Whyemier the slow but appreciative.


----------



## Firestopper (Jan 6, 2017)

Its alway good to listen to your body, feel better.


----------



## minions (Jan 6, 2017)

Get well soon and I'm jealous.  Arbor press is on my want list.  I should have pulled the trigger before I went on my financial diet for the new year.  
Pneumonia is no joke be careful.


Sent from my iPhone using Tapatalk


----------



## wawoodman (Jan 6, 2017)

And the older we get, the longer it takes to get better.


----------



## FOMOGO (Jan 6, 2017)

Ah yes, the Golden years.
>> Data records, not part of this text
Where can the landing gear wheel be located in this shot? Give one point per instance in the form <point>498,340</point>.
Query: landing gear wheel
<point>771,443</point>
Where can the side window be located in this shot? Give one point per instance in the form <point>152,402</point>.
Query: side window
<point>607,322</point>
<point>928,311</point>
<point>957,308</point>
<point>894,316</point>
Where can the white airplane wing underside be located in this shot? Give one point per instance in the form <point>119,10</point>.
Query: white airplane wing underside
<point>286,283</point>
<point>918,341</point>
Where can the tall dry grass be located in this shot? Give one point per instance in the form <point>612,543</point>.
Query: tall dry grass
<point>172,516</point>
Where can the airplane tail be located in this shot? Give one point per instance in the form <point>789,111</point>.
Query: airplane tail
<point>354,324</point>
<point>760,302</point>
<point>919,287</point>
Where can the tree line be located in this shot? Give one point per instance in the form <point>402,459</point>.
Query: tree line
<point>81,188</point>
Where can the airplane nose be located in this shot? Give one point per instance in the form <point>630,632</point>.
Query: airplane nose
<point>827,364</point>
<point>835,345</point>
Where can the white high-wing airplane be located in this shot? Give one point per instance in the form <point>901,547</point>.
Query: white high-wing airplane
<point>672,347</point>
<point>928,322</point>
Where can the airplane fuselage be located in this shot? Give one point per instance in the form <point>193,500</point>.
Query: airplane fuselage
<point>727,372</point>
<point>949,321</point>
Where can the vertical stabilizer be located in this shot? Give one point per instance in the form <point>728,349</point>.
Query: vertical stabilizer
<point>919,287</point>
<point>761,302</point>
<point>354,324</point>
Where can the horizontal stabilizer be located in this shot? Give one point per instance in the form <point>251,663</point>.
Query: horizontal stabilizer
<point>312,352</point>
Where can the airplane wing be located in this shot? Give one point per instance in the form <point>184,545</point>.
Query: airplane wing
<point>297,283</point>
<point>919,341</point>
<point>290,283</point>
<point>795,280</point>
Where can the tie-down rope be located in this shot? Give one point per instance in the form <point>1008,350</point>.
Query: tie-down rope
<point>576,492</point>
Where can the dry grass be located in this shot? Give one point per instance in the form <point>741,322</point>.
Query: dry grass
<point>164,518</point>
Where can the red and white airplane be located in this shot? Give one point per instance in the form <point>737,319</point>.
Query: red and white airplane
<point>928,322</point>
Not always the way we would have it, but better than a dirt nap by a long shot. Hope your feeling better soon. Cheers, Mike


----------



## fixit (Jan 6, 2017)

I have found the "golden years"  are not for sissies


----------



## Whyemier (Jan 6, 2017)

fixit said:


> I have found the "golden years"  are not for sissies



O lord! I'm in trouble.


----------



## Randall Marx (Jan 10, 2017)

What's so bad about a dirt nap? Grandpa used to take one every day in the summer - Lie down in the yard and take a nap!


----------